Od wczoraj nurtuje mnie pewne pytanie … Dwa dni temu poddała się eutanazji kobieta młoda, ale bardzo chora.
- Ciekawe co ludzie wtedy sobie myślą … A może ona nie chciała cierpieć, a chciała być szybciej w Niebie ?
- Przestań ! Oni w to w ogóle nie wierzą – Piotr się żachnął.
- Ale może się zdarzyć ktoś, kto tak to sobie wymyśli.
- To jest tłumaczenie diabła.
- To gdzie taka osoba może trafić ?
- … Słyszę piosenkę Road to hell …
- Wow … Kiepsko … – pomyślałam. Szalenie ciężki temat.
- ……..
- Wczoraj Etna wybuchła – zauważam.
- I na Kanarach coś się dzieje … – zauważam.
- ……… – Piotr się zapatrzył.
- Obudzi się coś nieoczekiwanego. Widzę wodę … Obudzi się jakiś wulkan pod wodą i się wyłoni, wywoła to wielką falę tsunami, która obiegnie cały niemal świat… To chyba na Atlantyku. Widzę go pod wodą, będzie gigantyczna fala !!! – był pod takim wrażeniem, że zamilkł na długo.

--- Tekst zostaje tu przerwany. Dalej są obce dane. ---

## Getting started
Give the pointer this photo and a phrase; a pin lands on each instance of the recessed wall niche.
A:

Opowiadam Piotrowi o ostatnich informacjach o wulkanach, jest pod wrażeniem. - To początek „el calderon” ? - Strasznie górnolotnie widzisz. - A to może być przyziemnie, podziemne. - Wow … Znowu jestem pod wrażeniem … Nie wulkanów, ale sposobu wykorzystywania przez Ojca słów. Górnolotnie, czyli wulkan – góra … http://rozmowyzniebem.pl/wp/2021/05/21/biada-niesprawiedliwym-2/
- Już połowa lutego, a jak się nic nie wydarzy ?
- Bądź dobrej myśli.
- Ty musisz być dobrej myśli, bo i ty i twoja rodzina nie zasługuje na wstrząs.
„Wszyscy wielcy rabini tego pokolenia mówią, że Mesjasz wkrótce się objawi. Wszystkie znaki nadane przez proroków, wszystkie znaki przepowiedziane w Gemarze, Misznie, Midraszu, wszystko się dzieje, jeden po drugim. Wszystko, czego potrzebujemy, to pozostać silnymi przez trochę dłużej ”.

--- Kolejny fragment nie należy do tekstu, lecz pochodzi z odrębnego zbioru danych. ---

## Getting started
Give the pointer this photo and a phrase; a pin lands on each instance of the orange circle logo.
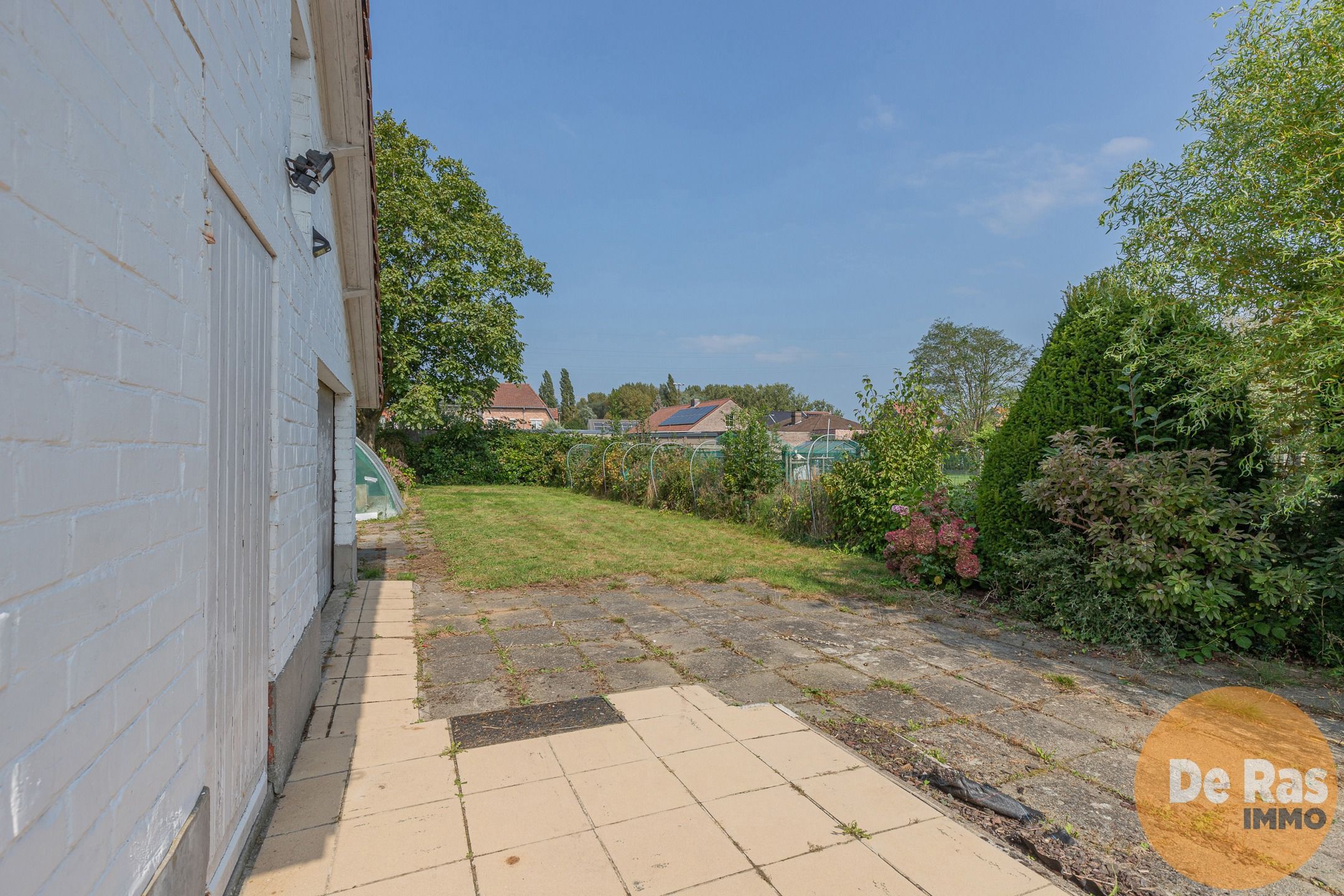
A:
(1236, 788)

Rabin Shlomo Amar, były naczelny sefardyjski rabin Izraela, sierpień 2020 r
Ponieważ świat jest ogarnięty plagami wielkości pandemii, od miliardów szarańczy, przez pożary, burze i koronawirusa, łatwo jest poczuć, że „czasy końca” są blisko. Ten rok był rokiem innym niż wszystkie. Kilku prominentnych żydowskich przywódców religijnych twierdziło, że Mesjasz nadejdzie wkrótce – że musi przybyć, od czasów tak złych.

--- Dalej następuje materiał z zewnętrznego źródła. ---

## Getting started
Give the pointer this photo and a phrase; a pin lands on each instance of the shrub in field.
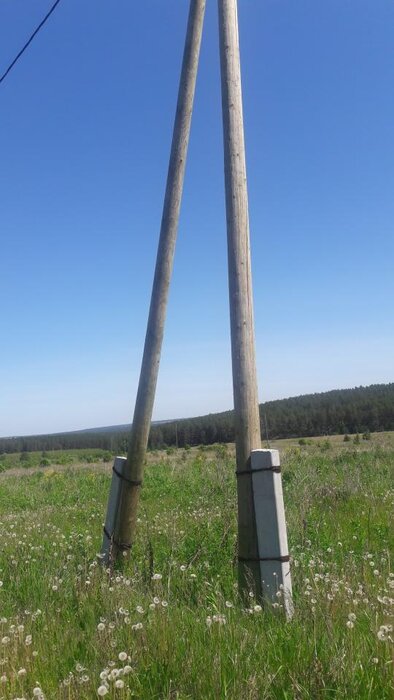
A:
(326, 445)
(45, 462)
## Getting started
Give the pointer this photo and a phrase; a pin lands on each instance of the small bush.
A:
(326, 446)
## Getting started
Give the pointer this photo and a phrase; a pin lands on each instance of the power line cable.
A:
(29, 40)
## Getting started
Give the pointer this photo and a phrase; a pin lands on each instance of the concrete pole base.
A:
(271, 528)
(112, 511)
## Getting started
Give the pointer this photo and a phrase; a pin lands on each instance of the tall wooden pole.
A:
(134, 467)
(247, 420)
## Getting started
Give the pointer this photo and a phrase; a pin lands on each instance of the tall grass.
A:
(171, 625)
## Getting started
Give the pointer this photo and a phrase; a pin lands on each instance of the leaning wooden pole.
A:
(247, 420)
(132, 474)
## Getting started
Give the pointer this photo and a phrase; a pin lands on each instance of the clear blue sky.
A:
(86, 123)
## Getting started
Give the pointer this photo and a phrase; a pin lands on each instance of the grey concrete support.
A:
(271, 528)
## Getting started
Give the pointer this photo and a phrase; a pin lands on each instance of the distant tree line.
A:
(343, 411)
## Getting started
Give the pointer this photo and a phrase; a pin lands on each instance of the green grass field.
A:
(170, 625)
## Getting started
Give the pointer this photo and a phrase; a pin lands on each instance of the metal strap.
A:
(285, 558)
(120, 545)
(261, 469)
(125, 478)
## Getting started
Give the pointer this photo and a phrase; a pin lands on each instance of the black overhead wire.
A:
(29, 40)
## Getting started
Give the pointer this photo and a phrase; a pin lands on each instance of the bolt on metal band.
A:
(261, 469)
(285, 558)
(125, 478)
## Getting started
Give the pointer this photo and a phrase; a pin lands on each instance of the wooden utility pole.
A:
(134, 467)
(247, 419)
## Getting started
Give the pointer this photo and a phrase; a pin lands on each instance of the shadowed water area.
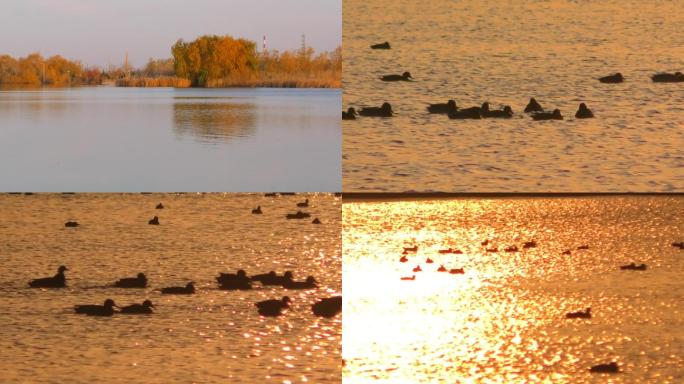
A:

Z Miszny (literatura żydowska po Drugiej Świątyni) czytamy, że era poprzedzająca Mesjasza będzie pełna społecznej korupcji: „Śladami Mesjasza wzrośnie arogancja, wzrosną ceny… rząd zamieni się w herezję i nie będzie hańby… Miejsce spotkań uczonych stanie się burdelem… ludzie bojący się grzechu będą znienawidzeni, zabraknie prawdy… ”(Sota 9:15). Inne cechy czasów ostatecznych to bieda, ignorancja i religijna rozpacz; a Tora zostanie zapomniana. https://www.ancient-origins.net/human-origins-religions/messiah-end-time-0014363?fbclid=IwAR1gNgqfyKXXeyeazBgWHkT77Id-6iBhlcMSMV2V9HfgtHJTWLYw0Vrxu2I
Dopisane 06. 07. 2021 r.
Gdyby ktoś pytał o szczepionkę, musimy patrzeć na cały świat … Niewątpliwie nowe mutacje się dzieją, niewątpliwie szczepienia jeszcze działają i niewątpliwie mimo szczepień są ludzie, którzy chorują https://www.medonet.pl/koronawirus/koronawirus-na-swiecie,koronawirus–izrael–40-proc–nowych-infekcji-to-osoby-zaszczepione,artykul,29397854.html … I nie wiadomo co dalej. Już się słyszy i pisze, że będą potrzebne kolejne szczepionki.